Each career has a unique "ideal profile." System matches your profile to each:

# Example: Software Engineering ideal profile
ideal = {
    "academic": 0.80,           # Expects strong CS fundamentals
    "interests": ["coding", "problem-solving", "tech"],
    "skills": ["Python", "Java", "SQL", "DSA"],
    "effort_capacity": 0.8,     # Requires high effort
}

# Your profile scoring:
your_fit = {
    "academic_match": 0.75,     # Your CGPA percentile vs cohort
    "interest_alignment": 0.85, # How many interests match
    "skill_proficiency": 0.70,  # Avg skill level normalized
    "effort_capacity": 0.80,    # Self-rated effort level
}

# Final score = weighted sum of matches
fit_score = (0.75 * 0.25) + (0.85 * 0.30) + (0.70 * 0.25) + (0.80 * 0.20)
          = 0.78 * 100 = 78/100 (Good fit)

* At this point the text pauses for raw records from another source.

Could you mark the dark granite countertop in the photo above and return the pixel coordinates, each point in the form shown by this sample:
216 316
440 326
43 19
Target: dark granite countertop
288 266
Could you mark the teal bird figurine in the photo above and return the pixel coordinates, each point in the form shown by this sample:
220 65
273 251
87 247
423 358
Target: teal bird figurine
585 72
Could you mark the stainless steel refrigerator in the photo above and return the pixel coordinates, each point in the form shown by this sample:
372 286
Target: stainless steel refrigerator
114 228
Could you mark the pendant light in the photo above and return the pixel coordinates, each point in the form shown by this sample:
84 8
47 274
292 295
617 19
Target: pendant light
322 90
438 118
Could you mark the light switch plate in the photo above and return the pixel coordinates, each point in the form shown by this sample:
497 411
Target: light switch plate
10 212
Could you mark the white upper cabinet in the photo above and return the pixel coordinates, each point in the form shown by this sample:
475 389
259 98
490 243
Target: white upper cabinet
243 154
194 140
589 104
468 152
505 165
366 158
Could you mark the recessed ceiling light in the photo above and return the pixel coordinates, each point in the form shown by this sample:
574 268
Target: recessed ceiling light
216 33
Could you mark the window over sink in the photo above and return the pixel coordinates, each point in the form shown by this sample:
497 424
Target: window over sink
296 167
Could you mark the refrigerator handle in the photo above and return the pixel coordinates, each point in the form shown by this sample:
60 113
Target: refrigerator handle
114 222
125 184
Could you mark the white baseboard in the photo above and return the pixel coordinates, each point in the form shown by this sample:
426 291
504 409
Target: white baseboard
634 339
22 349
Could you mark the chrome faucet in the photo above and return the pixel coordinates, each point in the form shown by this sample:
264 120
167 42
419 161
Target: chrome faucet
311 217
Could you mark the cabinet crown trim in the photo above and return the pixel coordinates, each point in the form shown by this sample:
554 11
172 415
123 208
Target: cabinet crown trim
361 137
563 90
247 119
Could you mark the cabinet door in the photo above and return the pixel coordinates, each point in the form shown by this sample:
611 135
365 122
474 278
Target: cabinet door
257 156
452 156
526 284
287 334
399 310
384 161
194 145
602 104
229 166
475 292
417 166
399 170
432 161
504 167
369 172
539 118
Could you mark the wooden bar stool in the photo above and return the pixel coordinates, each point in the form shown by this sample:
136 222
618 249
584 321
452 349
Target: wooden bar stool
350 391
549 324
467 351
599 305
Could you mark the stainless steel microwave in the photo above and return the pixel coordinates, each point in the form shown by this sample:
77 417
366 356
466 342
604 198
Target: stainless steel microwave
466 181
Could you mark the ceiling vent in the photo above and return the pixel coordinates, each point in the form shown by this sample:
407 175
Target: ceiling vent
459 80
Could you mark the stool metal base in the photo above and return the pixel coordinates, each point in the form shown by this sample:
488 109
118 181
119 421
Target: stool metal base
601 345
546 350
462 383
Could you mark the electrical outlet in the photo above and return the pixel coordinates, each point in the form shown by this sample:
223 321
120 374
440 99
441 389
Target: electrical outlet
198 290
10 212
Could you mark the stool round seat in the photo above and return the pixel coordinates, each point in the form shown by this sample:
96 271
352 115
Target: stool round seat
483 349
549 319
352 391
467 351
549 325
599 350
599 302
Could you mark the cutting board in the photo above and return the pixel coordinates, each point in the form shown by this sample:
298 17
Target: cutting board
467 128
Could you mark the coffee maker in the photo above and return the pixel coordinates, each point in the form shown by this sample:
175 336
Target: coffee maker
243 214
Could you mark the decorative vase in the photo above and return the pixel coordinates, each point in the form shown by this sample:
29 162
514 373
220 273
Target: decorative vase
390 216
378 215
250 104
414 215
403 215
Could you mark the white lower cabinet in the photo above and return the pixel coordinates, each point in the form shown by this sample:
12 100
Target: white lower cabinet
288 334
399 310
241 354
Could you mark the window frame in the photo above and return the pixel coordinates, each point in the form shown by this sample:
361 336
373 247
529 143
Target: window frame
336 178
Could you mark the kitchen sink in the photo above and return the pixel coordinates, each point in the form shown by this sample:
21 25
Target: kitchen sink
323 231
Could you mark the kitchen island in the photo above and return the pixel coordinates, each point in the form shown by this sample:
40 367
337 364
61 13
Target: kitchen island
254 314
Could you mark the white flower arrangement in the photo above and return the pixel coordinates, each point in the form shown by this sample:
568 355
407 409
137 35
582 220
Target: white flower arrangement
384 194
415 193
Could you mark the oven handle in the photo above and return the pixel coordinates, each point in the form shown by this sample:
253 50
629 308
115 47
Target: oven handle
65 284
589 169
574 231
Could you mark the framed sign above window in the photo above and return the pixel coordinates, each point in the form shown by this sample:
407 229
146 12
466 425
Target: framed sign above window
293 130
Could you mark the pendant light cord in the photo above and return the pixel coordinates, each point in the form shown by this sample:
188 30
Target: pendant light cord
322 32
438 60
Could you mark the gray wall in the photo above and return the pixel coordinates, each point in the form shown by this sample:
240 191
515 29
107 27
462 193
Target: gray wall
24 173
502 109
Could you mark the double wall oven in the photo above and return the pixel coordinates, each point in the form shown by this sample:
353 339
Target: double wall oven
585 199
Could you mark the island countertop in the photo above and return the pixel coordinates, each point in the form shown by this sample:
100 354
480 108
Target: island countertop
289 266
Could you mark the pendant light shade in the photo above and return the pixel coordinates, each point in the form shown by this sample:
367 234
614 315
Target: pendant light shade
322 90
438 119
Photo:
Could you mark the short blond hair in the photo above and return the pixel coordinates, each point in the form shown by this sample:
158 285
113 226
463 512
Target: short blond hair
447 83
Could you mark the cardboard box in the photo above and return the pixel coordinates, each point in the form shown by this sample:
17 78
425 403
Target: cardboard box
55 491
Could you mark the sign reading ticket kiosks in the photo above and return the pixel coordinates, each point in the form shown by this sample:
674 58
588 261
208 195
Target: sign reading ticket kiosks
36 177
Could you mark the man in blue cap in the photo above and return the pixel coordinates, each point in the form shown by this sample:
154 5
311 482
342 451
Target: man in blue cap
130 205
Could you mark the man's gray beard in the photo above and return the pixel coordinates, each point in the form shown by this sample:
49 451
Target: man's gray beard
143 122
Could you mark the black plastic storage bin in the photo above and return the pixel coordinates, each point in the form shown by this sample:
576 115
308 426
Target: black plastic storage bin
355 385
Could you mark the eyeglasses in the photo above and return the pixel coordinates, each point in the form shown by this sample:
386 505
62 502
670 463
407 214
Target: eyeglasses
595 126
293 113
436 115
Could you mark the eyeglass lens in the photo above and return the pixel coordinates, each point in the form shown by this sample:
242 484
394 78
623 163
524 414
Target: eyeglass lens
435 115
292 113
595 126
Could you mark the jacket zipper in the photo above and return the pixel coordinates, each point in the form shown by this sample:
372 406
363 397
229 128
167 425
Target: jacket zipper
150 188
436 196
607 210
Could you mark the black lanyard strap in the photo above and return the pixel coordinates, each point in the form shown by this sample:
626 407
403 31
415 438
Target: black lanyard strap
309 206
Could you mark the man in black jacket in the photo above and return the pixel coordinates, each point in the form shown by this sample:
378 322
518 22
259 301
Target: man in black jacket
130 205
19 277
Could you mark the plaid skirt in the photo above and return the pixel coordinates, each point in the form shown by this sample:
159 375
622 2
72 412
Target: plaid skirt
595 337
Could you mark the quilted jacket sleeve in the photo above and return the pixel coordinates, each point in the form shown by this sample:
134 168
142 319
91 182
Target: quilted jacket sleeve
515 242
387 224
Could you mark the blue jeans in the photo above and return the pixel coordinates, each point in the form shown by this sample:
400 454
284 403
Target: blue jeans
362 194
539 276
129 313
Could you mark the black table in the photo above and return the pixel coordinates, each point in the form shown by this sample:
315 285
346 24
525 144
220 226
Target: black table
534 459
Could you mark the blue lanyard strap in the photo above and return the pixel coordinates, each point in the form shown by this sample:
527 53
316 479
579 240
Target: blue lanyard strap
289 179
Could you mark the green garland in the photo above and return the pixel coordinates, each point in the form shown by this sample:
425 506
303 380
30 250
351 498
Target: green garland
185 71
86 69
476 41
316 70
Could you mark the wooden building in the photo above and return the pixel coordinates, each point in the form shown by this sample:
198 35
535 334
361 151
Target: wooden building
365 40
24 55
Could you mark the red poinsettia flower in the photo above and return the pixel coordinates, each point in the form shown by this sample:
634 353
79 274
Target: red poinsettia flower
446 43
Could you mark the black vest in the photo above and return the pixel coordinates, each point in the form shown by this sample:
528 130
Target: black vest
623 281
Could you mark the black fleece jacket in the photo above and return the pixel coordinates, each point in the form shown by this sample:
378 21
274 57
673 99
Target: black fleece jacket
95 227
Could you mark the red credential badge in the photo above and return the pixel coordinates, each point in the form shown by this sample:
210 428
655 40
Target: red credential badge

🔐 Authentication & Authorization

Auth Methods

Local Username/Password
- Hashed with bcrypt
- Configured in secrets.toml
Google OAuth 2.0 (Optional)
- Sign in with Google account
- Automatic role assignment from allowlist

Role-Based Access

Role	Access
Student	All personal pages (intake, intelligence, career, SWOT, growth, chat, resume)
Admin	All student features + Institutional View (batch uploads, cohort analytics)

Protecting a Page

# At top of page file:
from utils.auth import require_login, is_admin, require_role

require_login()  # Block unauthenticated users

# For admin-only pages:
if not is_admin():
    st.error("Admin access required")
    st.stop()

💾 Database Schema

`students` table

Stores complete student profile:

student_id (PK)          — Unique identifier (e.g., "CS2024001")
name, college, branch, year, semester
cgpa, backlogs, academic_trend
effort, career_goal, timeline
skills_json              — JSON list of skills
interests_json           — JSON list of interests  
activities_json          — Projects, internships, certs, etc.
intelligence_score       — Computed 0-100 score
risk_level               — Low/Medium/High
cluster_id, cluster_name — ML clustering result
top_career, top_career_fit — Best-matching career + score
full_profile_json        — Complete profile snapshot (for quick loads)
created_at, updated_at   — Timestamps

`career_results` table

Ranked career matches per student:

id (PK)
student_id (FK)
career_title            — Name of career path
fit_score, ml_score, formula_score — Different scoring methods
rank                    — 1-6 ranking
analysed_at

`batches` table

Institutional batch uploads:

batch_id (PK)
institute               — Name of college/organization
student_count
cohort_stats_json       — Aggregate stats (avg CGPA, etc.)
dept_report_json        — Department breakdowns
raw_data_json           — Full uploaded data
created_at

`swot_cache` table

Cached SWOT analyses (regenerated per update):

student_id (PK)
swot_json               — Strengths, weaknesses, opportunities, threats
generated_at

🎨 Design System

Color Palette

Color	Hex	Usage
Deep Slate	#080C14	Background (hero, cards)
Slate Surface	#0F1419	Default background
Slate Border	#1E2230	Dividers, borders
Electric Cyan	#00D4FF	Accents, highlights, hovers
Amber	#FFB800	Call-to-action buttons
Success Green	#10B981	Positive metrics, growth
Error Red	#EF4444	Risk indicators, errors
Text Primary	#E2E8F0	Main text
Text Secondary	#7A90B0	Muted text, hints

Typography

Display: Syne (bold, 800 weight) — Headings
Body: Plus Jakarta Sans (regular, 400) — Content
Mono: Courier New — Code snippets

Components

Cards: Glassmorphism (semi-transparent + blur)
Buttons: Gradient from slate → cyan on hover
Charts: Dark theme, cyan gridlines, muted labels
Animations: Smooth hover transitions (200ms)
Spacing: 8px grid (8, 16, 24, 32, 40px)

🔧 Configuration

`secrets.toml` Template

# Local User Authentication (optional)
[local_users]
admin = { display_name = "Admin User", password_hash = "bcrypt_hash_here", role = "admin" }
student = { display_name = "Student Demo", password_hash = "bcrypt_hash_here", role = "student" }

# Google OAuth 2.0 (optional)
[google_oauth]
client_id = "your-google-oauth-client-id"
client_secret = "your-google-oauth-client-secret"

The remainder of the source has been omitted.